Idzie wiosna.
Postanowiłem wrócić do ćwiczeń - od czasu skręcenia kolana w dniu 13 września 2005 i rehabilitacji do końca grudnia.
Cały czas nie tak coś z moim kolanem.
Postanowiłem wykupić karnet na siłownię i poćwiczyć więcej.
Wiecie - Bieszczady 2006 nadchodzą - obserwacje- piękne kobiety - trzeba się jakoś przygotować.

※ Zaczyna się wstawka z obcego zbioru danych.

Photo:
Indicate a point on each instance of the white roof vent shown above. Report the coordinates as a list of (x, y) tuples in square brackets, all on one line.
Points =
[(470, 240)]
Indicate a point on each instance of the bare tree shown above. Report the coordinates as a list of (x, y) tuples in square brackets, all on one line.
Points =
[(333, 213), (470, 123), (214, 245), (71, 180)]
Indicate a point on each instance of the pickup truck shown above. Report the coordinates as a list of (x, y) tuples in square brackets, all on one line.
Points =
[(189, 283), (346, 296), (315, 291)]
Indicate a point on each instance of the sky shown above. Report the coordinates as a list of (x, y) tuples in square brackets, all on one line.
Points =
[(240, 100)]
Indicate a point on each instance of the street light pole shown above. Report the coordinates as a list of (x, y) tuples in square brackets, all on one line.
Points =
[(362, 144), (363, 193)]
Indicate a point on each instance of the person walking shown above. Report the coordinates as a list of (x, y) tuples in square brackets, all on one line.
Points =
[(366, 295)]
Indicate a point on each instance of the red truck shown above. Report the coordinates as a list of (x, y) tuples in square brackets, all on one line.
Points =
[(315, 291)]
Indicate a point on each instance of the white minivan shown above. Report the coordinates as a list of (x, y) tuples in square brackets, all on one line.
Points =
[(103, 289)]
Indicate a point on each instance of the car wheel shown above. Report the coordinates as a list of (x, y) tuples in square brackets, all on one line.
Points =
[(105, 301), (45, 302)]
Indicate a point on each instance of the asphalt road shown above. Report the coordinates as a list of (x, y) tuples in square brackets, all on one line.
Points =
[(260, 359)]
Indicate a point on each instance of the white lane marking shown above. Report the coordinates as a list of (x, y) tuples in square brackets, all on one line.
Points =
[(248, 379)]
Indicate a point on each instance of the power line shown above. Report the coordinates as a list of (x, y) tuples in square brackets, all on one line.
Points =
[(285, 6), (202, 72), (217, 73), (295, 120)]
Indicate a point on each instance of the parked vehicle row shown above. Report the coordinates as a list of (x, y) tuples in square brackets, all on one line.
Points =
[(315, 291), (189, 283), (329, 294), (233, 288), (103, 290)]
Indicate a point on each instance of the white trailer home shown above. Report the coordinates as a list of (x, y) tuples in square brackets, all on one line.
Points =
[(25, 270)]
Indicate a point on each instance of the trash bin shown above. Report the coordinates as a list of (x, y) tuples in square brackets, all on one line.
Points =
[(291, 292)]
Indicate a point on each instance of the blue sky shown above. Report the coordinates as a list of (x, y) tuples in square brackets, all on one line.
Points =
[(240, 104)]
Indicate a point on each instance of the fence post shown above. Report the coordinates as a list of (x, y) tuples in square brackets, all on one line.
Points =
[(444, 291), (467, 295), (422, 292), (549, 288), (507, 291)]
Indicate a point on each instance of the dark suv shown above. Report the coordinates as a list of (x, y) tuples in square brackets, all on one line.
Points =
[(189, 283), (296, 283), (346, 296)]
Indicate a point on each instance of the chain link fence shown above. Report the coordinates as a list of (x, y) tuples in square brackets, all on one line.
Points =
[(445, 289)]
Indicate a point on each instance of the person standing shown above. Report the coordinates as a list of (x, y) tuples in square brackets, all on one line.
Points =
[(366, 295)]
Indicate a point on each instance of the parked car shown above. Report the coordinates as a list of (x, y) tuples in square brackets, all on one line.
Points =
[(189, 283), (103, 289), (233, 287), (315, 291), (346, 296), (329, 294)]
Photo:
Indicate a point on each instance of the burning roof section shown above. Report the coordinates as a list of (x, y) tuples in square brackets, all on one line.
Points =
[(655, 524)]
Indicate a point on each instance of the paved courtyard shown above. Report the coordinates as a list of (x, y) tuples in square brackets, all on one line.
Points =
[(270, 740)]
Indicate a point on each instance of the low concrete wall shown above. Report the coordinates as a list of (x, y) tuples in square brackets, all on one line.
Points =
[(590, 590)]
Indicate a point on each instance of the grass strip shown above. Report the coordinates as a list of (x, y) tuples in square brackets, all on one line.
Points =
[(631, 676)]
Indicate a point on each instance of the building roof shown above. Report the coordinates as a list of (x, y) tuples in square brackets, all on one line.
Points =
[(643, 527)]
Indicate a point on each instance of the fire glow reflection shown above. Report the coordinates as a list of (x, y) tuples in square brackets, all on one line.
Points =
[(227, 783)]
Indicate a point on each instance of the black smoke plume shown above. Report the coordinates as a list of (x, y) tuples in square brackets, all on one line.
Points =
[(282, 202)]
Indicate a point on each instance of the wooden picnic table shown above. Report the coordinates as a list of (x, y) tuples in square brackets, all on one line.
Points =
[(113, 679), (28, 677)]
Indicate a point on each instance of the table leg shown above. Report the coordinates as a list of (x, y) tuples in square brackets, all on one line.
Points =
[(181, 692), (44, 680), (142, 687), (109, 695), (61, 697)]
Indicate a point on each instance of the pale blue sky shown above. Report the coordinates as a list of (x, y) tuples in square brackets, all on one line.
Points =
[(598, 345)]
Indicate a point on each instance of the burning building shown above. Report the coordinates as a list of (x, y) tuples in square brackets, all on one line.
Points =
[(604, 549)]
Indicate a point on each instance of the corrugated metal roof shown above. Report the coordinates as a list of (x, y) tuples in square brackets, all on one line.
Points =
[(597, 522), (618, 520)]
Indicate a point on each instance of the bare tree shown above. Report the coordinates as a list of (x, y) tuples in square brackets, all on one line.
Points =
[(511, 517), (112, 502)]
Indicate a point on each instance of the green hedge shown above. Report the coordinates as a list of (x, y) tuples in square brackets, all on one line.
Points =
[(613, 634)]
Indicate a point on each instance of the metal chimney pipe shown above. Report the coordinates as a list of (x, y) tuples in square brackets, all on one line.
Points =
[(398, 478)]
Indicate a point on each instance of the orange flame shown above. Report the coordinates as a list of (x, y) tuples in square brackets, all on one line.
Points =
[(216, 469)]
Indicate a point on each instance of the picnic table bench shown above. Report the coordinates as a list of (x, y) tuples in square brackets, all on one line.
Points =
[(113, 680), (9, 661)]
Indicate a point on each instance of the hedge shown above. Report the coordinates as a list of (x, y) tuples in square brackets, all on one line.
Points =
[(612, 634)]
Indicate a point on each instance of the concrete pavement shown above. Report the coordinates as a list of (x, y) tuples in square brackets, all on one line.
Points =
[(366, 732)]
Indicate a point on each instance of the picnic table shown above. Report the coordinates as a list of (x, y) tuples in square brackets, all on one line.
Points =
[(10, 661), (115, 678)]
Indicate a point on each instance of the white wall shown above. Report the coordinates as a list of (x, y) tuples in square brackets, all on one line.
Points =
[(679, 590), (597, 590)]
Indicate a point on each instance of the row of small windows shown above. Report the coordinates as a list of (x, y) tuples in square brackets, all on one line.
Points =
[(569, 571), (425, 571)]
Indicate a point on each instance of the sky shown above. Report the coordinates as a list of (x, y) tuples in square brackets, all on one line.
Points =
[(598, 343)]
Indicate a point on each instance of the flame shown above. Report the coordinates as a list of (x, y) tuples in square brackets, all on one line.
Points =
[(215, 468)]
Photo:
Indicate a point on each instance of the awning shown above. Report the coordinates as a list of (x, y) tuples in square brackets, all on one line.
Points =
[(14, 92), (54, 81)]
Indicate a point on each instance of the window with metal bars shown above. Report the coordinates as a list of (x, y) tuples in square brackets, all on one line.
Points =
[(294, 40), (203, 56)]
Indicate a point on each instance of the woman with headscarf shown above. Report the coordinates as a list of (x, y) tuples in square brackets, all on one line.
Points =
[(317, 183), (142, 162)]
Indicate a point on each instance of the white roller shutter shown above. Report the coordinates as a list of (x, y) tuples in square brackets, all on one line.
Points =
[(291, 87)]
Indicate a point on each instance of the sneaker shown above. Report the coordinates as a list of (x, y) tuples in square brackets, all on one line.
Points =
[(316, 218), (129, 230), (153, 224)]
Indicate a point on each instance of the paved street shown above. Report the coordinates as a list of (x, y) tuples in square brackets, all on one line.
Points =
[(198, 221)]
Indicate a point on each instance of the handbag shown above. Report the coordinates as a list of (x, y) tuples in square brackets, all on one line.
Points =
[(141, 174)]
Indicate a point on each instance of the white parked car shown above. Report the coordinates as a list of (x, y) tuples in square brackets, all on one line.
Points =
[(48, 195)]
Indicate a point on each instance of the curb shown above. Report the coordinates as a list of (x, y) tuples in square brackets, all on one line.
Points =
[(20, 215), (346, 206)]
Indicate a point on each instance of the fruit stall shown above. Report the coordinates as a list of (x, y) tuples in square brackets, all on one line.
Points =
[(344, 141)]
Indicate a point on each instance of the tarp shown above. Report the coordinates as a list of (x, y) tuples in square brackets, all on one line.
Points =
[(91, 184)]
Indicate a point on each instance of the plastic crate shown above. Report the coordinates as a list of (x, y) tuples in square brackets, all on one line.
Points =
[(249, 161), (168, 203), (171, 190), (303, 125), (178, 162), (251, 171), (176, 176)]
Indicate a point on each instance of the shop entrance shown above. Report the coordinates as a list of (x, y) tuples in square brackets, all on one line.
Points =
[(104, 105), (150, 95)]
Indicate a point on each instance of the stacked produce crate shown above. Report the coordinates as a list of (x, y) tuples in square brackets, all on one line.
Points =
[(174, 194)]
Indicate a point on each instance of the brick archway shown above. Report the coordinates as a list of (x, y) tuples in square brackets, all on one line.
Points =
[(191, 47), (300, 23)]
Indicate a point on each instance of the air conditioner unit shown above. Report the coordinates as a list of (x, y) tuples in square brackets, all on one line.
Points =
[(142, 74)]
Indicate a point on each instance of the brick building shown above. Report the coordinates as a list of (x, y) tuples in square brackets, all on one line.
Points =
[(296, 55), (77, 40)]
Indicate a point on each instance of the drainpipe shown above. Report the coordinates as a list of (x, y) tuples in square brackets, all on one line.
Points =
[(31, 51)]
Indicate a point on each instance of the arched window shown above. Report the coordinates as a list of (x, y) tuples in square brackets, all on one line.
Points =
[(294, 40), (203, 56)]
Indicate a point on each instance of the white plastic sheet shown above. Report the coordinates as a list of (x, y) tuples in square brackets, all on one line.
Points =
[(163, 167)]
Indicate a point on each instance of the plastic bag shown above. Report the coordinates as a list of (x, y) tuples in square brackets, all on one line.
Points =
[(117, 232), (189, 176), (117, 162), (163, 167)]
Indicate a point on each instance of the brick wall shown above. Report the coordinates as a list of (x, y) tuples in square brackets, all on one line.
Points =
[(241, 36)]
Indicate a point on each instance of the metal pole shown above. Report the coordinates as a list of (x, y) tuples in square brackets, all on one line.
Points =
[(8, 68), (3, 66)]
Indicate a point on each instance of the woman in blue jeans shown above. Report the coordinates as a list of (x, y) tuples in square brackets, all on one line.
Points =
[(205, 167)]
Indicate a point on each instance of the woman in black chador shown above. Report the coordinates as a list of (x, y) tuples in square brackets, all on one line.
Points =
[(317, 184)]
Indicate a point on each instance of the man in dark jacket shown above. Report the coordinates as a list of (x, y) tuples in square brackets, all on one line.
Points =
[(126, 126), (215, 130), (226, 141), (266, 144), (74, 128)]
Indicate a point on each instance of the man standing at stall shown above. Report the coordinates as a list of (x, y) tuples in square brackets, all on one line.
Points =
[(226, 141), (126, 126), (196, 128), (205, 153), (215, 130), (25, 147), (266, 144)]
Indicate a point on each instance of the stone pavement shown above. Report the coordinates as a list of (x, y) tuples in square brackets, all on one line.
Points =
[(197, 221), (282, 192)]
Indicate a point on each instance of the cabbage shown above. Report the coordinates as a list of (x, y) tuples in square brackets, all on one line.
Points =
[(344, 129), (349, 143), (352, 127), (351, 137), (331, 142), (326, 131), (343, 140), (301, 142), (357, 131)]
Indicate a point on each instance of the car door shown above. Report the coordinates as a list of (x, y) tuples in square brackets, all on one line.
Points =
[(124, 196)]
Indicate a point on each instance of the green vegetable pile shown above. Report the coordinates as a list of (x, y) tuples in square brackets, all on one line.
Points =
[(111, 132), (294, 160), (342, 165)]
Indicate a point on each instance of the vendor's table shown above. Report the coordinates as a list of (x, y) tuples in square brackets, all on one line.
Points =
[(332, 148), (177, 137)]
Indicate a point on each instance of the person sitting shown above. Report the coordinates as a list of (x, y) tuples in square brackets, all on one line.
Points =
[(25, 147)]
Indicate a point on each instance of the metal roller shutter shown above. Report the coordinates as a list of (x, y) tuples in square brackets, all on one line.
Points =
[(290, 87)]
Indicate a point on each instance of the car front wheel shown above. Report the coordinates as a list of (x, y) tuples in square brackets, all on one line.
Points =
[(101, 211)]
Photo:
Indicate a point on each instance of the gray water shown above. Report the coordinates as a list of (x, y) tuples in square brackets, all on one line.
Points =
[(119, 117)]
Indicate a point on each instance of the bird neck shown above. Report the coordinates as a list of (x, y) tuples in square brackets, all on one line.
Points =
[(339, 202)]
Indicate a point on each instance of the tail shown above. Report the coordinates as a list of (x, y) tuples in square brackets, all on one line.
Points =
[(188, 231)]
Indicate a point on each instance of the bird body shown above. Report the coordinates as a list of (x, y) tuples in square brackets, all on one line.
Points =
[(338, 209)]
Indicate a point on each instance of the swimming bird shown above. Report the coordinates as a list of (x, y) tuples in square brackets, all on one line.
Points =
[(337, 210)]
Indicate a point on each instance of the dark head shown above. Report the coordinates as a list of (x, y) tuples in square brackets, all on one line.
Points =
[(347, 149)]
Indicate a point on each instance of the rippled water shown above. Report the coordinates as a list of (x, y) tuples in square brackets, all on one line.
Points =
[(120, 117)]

No więc na siłownie - rowerek 20 min, mięśnie brzuszka 20 min - sztanga (sam gryf na początek )
iiii myślałem że umrę.
Zalałem się potem - czerwona twarz.
Prawie że zwymiotowałem ze zmęczenia.
A nadmienię że właśnie we wtorek wypiłem ostatnią kawę - bo też postanowiłem to rzucić.
No i Mała dietka też się zaczęła - musze spaść z 5 kg.
W sobotę rano jak się obudziłem, to zaczęła mnie coraz bardziej boleć głowa.
A dziś oczywiście mam zakwasy po tym "forsowaniu".
Oj zapuściłem się strasznie.
Jak ja teraz do formy wrócę.
Mam nadzieję, że mi rzucenie picia kawy nie zaszkodzi.
Dziś basenik rekraacyjnie - no i może sauenka.
A w poniedziałek jak dożyje wracam do siłowni - i mam nadzieję, że nie zanieczyszce im sali.